President Trump had threatened to shutdown the government if any funding bill failed to include money for the border wall with Mexico. But the need for disaster relief funding — and the political risk of failing to deliver such funding — could force the president and Congress to act more quickly to fund the government and avoid a partial federal shutdown. “That is because a government shutdown could sideline agencies involved in a rescue and relief effort that officials are predicting will last years,” Mike DeBonis and Damian Paletta of The Washington Post report.

The balance of the Federal Emergency Management Agency’s disaster relief fund stood at just $3.8 billion at the end of July — with $1.6 billion of that money set to be spent elsewhere. The funds needed for Harvey recovery alone may well exceed the total disaster relief budget for the current and upcoming fiscal years, The Post noted. Also, Congress must reauthorize the National Flood Insurance Program, which is more than $24 billion in debt, by the end of September and ensure that its legal borrowing limit, now around $30 billion, is sufficient to cover expected claims from Harvey victims.

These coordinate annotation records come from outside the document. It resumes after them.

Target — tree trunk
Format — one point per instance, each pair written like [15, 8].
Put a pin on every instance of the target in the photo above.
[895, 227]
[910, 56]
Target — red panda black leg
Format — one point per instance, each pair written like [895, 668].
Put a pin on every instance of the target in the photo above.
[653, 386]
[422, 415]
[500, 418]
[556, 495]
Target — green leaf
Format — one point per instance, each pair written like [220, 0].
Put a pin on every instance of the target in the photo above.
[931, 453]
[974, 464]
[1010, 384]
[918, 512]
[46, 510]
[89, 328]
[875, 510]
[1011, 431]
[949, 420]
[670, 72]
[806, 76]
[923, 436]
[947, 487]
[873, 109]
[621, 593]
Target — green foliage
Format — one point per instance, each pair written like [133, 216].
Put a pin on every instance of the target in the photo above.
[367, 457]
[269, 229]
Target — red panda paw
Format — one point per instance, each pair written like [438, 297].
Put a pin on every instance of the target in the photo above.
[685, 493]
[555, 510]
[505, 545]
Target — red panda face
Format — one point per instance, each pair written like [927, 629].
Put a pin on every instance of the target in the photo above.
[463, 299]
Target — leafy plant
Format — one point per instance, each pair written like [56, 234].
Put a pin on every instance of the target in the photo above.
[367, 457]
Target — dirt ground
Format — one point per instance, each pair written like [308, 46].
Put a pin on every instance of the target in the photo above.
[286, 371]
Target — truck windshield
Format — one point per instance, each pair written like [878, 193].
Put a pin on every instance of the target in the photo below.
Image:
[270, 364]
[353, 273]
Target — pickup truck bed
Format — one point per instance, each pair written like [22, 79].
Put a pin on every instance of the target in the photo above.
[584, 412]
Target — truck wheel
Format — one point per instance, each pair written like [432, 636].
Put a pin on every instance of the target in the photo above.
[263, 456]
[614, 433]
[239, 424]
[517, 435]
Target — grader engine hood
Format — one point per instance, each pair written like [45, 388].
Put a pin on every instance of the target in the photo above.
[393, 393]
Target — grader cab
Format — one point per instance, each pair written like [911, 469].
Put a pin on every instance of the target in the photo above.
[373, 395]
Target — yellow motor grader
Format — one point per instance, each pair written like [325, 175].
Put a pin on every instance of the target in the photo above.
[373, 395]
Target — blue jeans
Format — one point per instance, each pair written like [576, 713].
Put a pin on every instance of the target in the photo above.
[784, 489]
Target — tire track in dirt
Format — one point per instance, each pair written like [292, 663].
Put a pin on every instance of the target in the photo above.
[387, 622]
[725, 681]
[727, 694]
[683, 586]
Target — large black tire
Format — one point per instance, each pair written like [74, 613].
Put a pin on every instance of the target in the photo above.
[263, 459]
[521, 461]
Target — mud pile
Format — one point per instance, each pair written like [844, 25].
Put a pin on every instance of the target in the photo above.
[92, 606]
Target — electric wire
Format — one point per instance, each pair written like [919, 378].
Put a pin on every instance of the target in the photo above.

William Hoagland of the Bipartisan Policy Center, who served as a former GOP staff director for the Senate Budget Committee, said the hurricane could also lead to the debt ceiling being raised faster than it otherwise might have been so as to ensure that the Treasury can provide emergency cash to storm-hit areas.

That’s not to say the disaster relief funding won’t devolve into a congressional fight. Both Hurricane Katrina in 2005 and Superstorm Sandy in 2012 led to budget fights in Congress in which Republicans resisted disaster funding that wasn’t offset by other spending cuts.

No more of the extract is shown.